Happy heavenly birthday W. David Bauer!
Gretchen Abernathy was in her planning period at newly opened Dalton Middle School when an announcement came over the school’s intercom that something had happened at the World Trade Center, and teachers might want to switch on their TV or radio to learn more.
Instead of sitting glued to the news, Abernathy got on the phone and began hoping against hope that her big brother, David Bauer, wasn’t at work there that day. Bauer, a 45-year-old international bond trader, was a husband and father of three. He didn’t especially like working in the towers, she said. His office was on the 105th floor. Sometimes he could feel the building sway slightly.
But in nearby Monmouth County, New Jersey, where he lived, everyone worked in New York City.
Coworkers at Dalton Middle began helping Abernathy make calls to friends and family members so she could find out what happened. Finally, she reached her sister, Heidi, who quickly explained what she knew then added she needed to keep the phone line open in case someone called with news.
David had commuted in by boat that morning, as usual. He was not in London on one of his business trips for company Cantor Fitzgerald, as Abernathy had hoped.
Had the airlines been open, Abernathy would have flown back to New Jersey immediately. Instead, she hopped a train and arrived there the next day. The next several days were a blur. David’s family had printed flyers to hand out near Ground Zero to try to learn if anyone had seen him since the towers fell.
The picture they used was one of him with his parents, Walter and Dotty Ann, brother, Bobby; sister Heidi; and Abernathy. It was taken in July 2001, during one of Abernathy’s annual summer visits back home. The family lives only a few miles from the beach, and they’d spent the day near the water, cooking out and enjoying each other’s company.
For the flyer, they’d cropped everyone out of the photo but David and added a physical description: 6 feet-4 inches, 230 pounds, brown hair, blue eyes. He wore a Silver Tag Heuer watch, had a four-inch scar on the middle of his back and small scars on both forearms. Last known location: Tower No. 1, 105th floor, Cantor Fitzgerald.
“When they got off the train there (to pass out the flyers), there were about a zillion people doing the exact same thing,” Abernathy said.
For the next several days, family members and friends gathered at the Bauer home and at the home of David’s wife, Ginny. The weather was beautiful, Abernathy recalled. They talked and cried and laughed and for several days held out hope he might still be alive.
They were a close family before, during and after the time of the terror attacks, Abernathy said. David, too, was loving — a big man who at 45 years old would still walk up to his father and give him a hug and kiss.
Finally, the family held a memorial service on Sept. 21, a Friday. They’d had to wait a few days to get a church because so many other people were holding their own memorial services.

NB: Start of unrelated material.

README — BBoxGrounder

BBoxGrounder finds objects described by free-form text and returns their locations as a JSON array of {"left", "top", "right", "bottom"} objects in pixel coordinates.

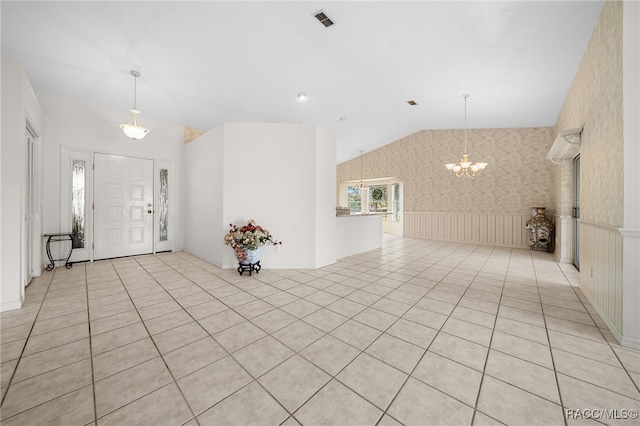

The family believes David was probably not one of the people who jumped out of the building. Several months after the attacks, searchers found some of his DNA. Abernathy said they didn’t ask about the details, and they didn’t request to be called each time someone found more DNA. It was enough to have confirmation of his remains.
Seventh-grade social studies teacher Ric Murry said he’d taught in the same school as Abernathy for 16 years and remembers her heartbreak the day of the attacks. He compared living through 9/11 in some ways to what his mother experienced when President John F. Kennedy was assassinated.
“Mom made a statement that I always thought was weird,” he recalled. “‘I never remember that. I relive that.’”
For Abernathy, the memories are anything but pleasant. When footage of the planes crashing into the World Trade Center or other tragic scenes come on TV, Abernathy turns it off or switches channels. She didn’t watch much of the news coverage the year of the attacks, and she doesn’t see any reason to relive it now.
What she does do is share the fond memories she has of David Bauer. The oldest of the siblings, and four years older than her, David had played football at Villanova University and briefly played professional football with the New York Giants of the Kansas City Chiefs, she said. The weekend before he was killed, he’d successfully completed a triathlon. He also played guitar and was a wine connoisseur.
Abernathy described him as great father and role model, recalling that he also looked out for her on many occasions. All her girl friends had a crush on him when they were growing up, she said.
David’s children still hurt, but they’re leading successful lives, Abernathy said. Son David, 27, is living in London and working for Goldman Sachs. Son Stevie is in law school. Daughter Jackie is attending Villanova and recently appeared on the “Today” show to share the family’s experience. Bauer’s wife, Ginny, successfully lobbied the federal government to get tax breaks for the families of the victims of 9/11. A stay-at-home mother at the time of the attacks, she later became commerce secretary for New Jersey and New Jersey Lottery director, Abernathy said.
Abernathy said she often tells her children — her own as well as those at Dalton Middle — to tell their families they love them. She and husband Mel have raised Guy, Eric and Scott.
Finding good in the terrorist attacks is “hard” at best. Still, she said, David “would want us to move on because he was that kind of person.”
“It doesn’t ever go away,” she added. “I don’t even believe in closure. You just learn to live with it.”